De quelle ethnie serait issu Nimi Lukeni et où serait-il enterré ? (Par Michel Mboungou-kiongo)

Nimi Lukeni, était soit Muyombe de Vungu ou Mukuni de Ndingi (prononciation kuni) ou Dingi (prononciation européenne du XVIIe siècle). Et Ndingi, est l’ancien nom de la vallée du Niari, l’extension du royaume de Kongo.

Les chercheurs en histoire et en anthropologie, n’ont pas encore tranché de façon définitive sur la question en examen. Mais certains indices, notamment onomastiques (études des noms) et clanonymes (études des clans), penchent pour une origine ethnique kuni.

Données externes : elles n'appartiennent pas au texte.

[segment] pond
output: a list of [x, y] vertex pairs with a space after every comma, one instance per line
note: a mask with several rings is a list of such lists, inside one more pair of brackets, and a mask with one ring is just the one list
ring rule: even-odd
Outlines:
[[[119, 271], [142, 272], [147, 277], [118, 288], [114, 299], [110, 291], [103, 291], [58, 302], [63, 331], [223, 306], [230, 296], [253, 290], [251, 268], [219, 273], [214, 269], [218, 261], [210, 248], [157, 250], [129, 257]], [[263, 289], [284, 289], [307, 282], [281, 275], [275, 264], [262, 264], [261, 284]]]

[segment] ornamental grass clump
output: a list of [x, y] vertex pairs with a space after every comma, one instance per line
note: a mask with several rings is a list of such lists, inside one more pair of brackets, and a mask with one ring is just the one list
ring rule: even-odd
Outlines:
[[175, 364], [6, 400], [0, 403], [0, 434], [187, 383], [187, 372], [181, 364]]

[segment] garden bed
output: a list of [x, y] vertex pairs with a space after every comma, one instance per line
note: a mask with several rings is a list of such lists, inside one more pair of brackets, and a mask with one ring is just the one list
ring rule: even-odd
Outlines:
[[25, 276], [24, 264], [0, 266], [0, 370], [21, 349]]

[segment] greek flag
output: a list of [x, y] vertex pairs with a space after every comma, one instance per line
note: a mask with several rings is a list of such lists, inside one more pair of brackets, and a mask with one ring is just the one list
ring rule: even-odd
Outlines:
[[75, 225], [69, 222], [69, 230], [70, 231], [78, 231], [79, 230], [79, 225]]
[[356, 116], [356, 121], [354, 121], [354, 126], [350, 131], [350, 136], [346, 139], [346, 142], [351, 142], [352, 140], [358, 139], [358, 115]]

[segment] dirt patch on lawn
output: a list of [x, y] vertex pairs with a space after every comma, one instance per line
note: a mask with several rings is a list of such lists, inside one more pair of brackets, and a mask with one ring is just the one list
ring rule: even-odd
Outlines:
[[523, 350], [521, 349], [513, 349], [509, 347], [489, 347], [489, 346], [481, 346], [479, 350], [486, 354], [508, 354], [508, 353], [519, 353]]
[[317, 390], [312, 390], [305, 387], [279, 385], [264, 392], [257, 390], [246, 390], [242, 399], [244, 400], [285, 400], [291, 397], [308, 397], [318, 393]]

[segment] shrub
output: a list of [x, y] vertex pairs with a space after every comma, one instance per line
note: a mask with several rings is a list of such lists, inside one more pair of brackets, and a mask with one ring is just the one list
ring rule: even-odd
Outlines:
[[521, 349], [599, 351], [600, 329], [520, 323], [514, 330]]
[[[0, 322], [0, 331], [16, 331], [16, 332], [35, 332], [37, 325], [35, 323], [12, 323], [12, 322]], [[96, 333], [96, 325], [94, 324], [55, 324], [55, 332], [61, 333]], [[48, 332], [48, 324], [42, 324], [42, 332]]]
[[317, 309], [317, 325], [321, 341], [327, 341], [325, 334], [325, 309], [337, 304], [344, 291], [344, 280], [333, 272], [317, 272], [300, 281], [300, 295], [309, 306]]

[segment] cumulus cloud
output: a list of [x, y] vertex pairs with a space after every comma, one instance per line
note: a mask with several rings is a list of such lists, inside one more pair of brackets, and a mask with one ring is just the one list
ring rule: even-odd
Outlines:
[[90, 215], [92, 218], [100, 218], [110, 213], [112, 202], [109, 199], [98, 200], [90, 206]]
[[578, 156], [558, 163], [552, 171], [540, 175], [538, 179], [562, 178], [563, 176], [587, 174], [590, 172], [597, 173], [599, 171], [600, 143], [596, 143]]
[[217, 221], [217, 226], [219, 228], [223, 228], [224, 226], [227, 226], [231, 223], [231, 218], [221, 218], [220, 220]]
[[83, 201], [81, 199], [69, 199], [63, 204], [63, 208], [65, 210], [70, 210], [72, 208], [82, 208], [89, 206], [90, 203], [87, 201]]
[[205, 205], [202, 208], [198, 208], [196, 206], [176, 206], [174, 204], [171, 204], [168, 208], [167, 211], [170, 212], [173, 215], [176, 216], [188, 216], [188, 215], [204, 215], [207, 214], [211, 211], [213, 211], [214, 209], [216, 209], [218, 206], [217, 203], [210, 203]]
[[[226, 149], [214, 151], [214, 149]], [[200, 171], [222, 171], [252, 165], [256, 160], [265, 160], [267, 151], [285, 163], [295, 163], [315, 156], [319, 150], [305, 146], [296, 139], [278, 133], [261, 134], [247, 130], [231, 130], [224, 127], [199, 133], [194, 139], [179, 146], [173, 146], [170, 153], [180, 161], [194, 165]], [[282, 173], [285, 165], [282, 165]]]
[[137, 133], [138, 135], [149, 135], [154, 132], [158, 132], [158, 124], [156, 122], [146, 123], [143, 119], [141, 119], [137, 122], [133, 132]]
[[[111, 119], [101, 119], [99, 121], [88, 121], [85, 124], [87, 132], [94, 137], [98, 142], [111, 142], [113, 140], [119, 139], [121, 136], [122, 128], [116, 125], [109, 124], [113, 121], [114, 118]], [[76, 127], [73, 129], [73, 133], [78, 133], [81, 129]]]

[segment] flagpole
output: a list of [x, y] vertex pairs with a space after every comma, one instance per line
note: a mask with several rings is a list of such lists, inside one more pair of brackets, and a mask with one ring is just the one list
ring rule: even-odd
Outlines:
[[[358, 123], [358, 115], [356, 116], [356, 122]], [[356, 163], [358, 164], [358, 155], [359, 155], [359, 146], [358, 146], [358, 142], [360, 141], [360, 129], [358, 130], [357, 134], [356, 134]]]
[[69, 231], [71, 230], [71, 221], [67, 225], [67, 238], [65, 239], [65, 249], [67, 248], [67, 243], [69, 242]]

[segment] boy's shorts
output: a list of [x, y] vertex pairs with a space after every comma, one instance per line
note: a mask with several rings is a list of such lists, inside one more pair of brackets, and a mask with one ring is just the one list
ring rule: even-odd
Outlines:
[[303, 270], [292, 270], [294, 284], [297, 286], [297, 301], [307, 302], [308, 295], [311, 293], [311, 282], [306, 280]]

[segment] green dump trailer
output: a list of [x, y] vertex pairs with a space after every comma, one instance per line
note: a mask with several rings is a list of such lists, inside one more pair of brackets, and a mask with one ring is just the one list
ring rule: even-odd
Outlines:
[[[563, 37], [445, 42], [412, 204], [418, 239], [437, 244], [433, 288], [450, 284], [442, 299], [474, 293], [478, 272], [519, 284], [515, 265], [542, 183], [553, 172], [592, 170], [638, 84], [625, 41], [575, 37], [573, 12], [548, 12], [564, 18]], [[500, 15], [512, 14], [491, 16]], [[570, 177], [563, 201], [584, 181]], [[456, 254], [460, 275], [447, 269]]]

C’est, par exemple, le cas de figure du nom de Nsundi. Étymologiquement, ce nom proviendrait du verbe « ku tsunda » qui, en langue kuni, signifie : débuter, commencer, fabriquer, etc.

Pour étayer cette hypothèse de travail, un chercheur kuni, Christian Roland Mbinda Nzaou, Docteur en histoire, rapporte (dans un texte publié sur WhatsApp) que le nom authentique du fleuve Niari, serait Nsundi Niadi. Sa transcription en Niari, est du fait des explorateurs et missionnaires coloniaux, qui ont transcrit Nsundi Niadi en Niari, en adoptant la prononciation de l’ethnie Bembé des plateaux éponymes.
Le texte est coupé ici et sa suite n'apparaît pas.